ゼロ: てへへ。そんなに誉めないでよ〜、なつめちゃん
一同: あはは
ストライク: 相変わらず……か


しばらく皆で笑いながらおしゃべりしていました。こうして全員で楽しく食事をしたことはずっとなかったように思います。久し振りにくつろいだ気分になりました。
食べ物も飲み物も底をつきかけた頃、ひかりさんはちらと腕時計を見て慌てて身仕度を始めました。
ひかり: っと、あんまり時間がないんだった
アスタシア: あら、もう時間なの?
ひかり: リコも試験に受かったら、もっと自分に自信が持てるようになると思うんだ。
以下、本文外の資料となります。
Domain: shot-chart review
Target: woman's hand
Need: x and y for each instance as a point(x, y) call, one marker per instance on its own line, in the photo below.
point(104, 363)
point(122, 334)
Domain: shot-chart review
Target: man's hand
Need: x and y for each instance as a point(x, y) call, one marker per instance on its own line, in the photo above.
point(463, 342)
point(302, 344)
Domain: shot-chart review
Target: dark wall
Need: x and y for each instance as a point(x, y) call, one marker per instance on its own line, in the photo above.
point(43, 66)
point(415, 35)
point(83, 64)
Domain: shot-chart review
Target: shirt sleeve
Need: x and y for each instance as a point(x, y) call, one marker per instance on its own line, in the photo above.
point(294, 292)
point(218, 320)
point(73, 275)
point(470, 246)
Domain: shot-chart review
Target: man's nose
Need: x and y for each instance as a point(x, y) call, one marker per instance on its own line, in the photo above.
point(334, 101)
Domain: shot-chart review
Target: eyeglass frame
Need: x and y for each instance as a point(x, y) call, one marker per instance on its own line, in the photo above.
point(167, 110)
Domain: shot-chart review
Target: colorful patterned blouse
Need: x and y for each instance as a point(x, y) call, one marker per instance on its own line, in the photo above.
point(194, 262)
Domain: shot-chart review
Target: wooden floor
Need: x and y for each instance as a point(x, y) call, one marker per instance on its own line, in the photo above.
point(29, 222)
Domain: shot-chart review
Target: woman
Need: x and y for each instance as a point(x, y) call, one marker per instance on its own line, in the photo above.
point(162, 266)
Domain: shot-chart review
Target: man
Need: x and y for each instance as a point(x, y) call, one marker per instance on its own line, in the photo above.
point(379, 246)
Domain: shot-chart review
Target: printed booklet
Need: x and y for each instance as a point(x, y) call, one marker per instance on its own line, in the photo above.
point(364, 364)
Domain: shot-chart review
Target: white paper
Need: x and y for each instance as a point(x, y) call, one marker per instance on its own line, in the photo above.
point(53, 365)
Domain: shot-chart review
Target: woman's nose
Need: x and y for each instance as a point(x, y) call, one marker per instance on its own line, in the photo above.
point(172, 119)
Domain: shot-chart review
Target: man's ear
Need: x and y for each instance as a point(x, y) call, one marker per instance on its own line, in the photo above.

だから、絶対受かってもらわないとね
なつめ: やったね
アスタシア: そうなるといいわね
なつめ: ところでさぁ、みんな試験受かってんの?
アスタシア: なに? 試験?
なつめ: ハンターズ試験
なつめさんは全員の顔を見回しました。みな意外そうな顔でした。
ひかり: え?みんなライセンス持ってるんでしょ
アスタシア: ああ、あのペーパーテストのやつね
ストライク: 受かっているぞ……
ひかり: 実技もあるんじゃないの?
アスタシア: フォマは実技は軽いのよ
ゼロ: えっと……
なつめさんとゼロさんは下を向いてしまいました。
ひかり: えーまさかゼロさん
ストライク: 受かってないんだな……二人とも……
ゼロ: もっ持ってますよ。ぎっ偽造だけど
最後の方は声が小さすぎて聞きとれませんでした。
なつめ: 腹が立ったから試験官を殴って帰ってそのまま
アスタシア: そうか、何であんな安月給で仕事してるのかずーっと不思議だったんだけど、そういうわけか
なつめさんは隣のゼロさんとひそひそと何か話していました。
なつめ: つんつん、あとで勉強しよう
ゼロ: そっそうだね……
ひかり: 何の相談なのかな〜?
ストライク: ふむ……そういえば今年の試験官をやってくれと言われたな
なつめ: 試験官がストライクさんなら絶対に通してくんない
ゼロさんも激しくうなずいていました。
ストライク: なつめ、ゼロ……しっかりしごいて、通るようにしてやろう……
なつめ: まずは料理に毒を盛ってだな

ひかりさんは気がついたように腕時計を見て、あわてて席を立ちました。
ひかり: じゃそろそろひかりも戻らないとね。今度はきっとリコと一緒にみんなに会いにくるからね。ふふ、ひかりの妹みたいな感じなんだよ
アスタシア: あーそうなの。楽しそうね。よかったわ
ゼロ: またね、ぜったいだよ
なつめ: またね〜。約束だよ!!
ひかり: じゃあ、みんなお仕事がんばってね
なつめ: うん
アスタシア: ひかりちゃんもがんばってね〜
ひかり: うんうん
ストライク: また……
ひかりちゃんはお店を出ていきました。